O governo do Irã afirmou que manifestantes envolvidos nos protestos contra o regime podem ser condenados à pena de morte. A declaração ocorre enquanto um grupo de ativistas que monitora a situação diz que o número de mortos subiu para 203 neste domingo (11), em meio ao aumento da repressão e a denúncias de violência policial.
Conforme o procurador-geral iraniano, Mohammad Movahedi Azad, ativistas poderão ser processados como “inimigos de Deus”, acusação que, de acordo com a legislação do país, é punível com pena capital. Segundo ele, o enquadramento atingiria pessoas acusadas de “danificar propriedades” e “minar a segurança”, além de “quem as ajudou”.
Os protestos começaram no fim de 2025, impulsionados pela crise econômica, e ganharam força no início de 2026. Nos últimos dias, as manifestações passaram a incluir pedidos pela queda do regime teocrático liderado pelo aiatolá Ali Khamenei.
Número de mortos e prisões
De acordo com a HRANA, organização que acompanha violações de direitos humanos no Irã, o total de mortos nos protestos chegou a 203. O total, no entanto, ainda é incerto. Outras estimativas apontavam dezenas de mortes e milhares de presos, com dificuldade de checagem em razão de restrições e interrupções de internet.
Ainda as agências internacionais, a mídia ligada à Guarda Revolucionária divulgou um balanço próprio com mortes entre integrantes das forças de segurança em confrontos nos últimos dias.
Reação do regime e risco de escalada
O chefe da polícia do Irã, Ahmad-Reza Radan, afirmou que o nível de confronto contra manifestantes “se intensificou”. O presidente Masoud Pezeshkian pediu que a população se afaste do que chamou de “terroristas e badernistas” e disse estar disposto a “ouvir o povo”, ao mesmo tempo em que acusou Estados Unidos e Israel de incentivar instabilidade no país.

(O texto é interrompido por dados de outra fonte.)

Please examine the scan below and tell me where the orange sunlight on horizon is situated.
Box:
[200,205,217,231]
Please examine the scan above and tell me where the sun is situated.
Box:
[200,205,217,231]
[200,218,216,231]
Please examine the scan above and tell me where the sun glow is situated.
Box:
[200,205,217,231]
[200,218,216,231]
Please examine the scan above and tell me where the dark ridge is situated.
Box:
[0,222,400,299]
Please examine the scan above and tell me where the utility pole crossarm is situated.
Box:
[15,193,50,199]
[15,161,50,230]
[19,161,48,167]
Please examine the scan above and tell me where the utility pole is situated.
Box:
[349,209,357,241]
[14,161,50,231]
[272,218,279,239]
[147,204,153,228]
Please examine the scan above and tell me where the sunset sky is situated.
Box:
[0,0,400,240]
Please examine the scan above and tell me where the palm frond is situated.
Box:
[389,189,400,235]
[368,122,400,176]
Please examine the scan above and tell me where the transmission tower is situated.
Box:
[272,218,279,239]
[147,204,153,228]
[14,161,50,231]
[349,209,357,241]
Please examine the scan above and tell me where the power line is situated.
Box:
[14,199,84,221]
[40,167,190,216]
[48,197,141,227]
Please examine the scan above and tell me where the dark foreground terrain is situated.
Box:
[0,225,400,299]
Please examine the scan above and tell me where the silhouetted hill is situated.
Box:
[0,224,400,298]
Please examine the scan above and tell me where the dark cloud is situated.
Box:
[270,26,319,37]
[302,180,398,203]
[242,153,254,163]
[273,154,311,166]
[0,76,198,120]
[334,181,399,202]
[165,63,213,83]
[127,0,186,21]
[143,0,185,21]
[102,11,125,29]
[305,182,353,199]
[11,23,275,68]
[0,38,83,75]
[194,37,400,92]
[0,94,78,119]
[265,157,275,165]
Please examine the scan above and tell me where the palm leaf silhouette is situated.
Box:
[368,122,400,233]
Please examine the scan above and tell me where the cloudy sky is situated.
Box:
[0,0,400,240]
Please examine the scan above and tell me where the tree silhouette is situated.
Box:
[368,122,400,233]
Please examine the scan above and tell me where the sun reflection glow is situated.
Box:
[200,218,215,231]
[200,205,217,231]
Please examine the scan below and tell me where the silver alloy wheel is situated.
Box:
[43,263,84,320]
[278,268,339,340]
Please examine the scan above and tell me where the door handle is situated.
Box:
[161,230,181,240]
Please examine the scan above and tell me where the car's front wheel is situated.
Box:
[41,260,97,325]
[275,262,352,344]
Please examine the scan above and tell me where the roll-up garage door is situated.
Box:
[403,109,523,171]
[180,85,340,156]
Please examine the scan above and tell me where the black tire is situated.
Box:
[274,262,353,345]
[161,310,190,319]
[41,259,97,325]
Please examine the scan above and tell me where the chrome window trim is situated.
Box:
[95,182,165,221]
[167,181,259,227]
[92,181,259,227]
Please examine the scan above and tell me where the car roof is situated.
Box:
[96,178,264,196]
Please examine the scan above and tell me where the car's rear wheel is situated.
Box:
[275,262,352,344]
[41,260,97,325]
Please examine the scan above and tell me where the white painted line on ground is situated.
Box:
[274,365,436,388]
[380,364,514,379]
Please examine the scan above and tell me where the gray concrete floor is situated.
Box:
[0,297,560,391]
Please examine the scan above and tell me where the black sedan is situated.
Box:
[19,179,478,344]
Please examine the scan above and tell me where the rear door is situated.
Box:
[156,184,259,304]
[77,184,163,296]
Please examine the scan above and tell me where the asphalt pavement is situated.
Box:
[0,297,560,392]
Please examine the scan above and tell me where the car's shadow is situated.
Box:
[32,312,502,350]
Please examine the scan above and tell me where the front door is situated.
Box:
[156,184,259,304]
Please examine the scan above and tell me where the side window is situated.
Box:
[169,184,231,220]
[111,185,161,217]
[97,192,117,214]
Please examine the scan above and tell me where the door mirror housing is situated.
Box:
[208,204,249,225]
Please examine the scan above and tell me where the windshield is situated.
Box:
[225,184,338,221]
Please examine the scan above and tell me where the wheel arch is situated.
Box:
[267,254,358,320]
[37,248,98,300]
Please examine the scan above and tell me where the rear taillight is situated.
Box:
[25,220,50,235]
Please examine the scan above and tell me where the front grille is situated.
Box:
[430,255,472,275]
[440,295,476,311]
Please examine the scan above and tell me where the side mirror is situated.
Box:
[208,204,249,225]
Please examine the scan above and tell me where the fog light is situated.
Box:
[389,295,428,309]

O líder supremo Ali Khamenei declarou na sexta-feira (9) que o governo “não vai recuar” e chamou manifestantes de “vândalos” e “sabotadores”, em pronunciamento transmitido pela TV estatal. Ali Larijani, conselheiro de Khamenei e ligado à área de segurança, disse que o país estaria “em plena guerra” e citou influência externa em parte dos incidentes.
O presidente dos Estados Unidos, Donald Trump, voltou a afirmar que seu país está “pronto para ajudar” os manifestantes e ameaçou agir caso o regime mate civis durante os protestos. Autoridades iranianas responderam com ameaças de retaliação. Conforme a Reuters, o presidente do parlamento iraniano, Mohammad Bagher Qalibaf, declarou que, em caso de ataque ao Irã, Israel e bases e navios dos Estados Unidos na região seriam “alvos legítimos”.
Por que os protestos cresceram
Os atos ocorrem em um cenário de pressão econômica no Irã, com sanções ocidentais ligadas ao programa nuclear e impactos sobre a moeda e o custo de vida. A instabilidade regional recente, além de novas medidas de sanções relacionadas ao tema nuclear no segundo semestre do ano passado também se tornaram combustível para as manifestações.
O Irã é governado desde 1979 por um regime teocrático instaurado após a Revolução Islâmica, que derrubou o xá Mohammad Reza Pahlavi. Nos últimos dias, o nome de Reza Pahlavi, filho do último xá e opositor no exílio, voltou a aparecer em mensagens de apoio a protestos.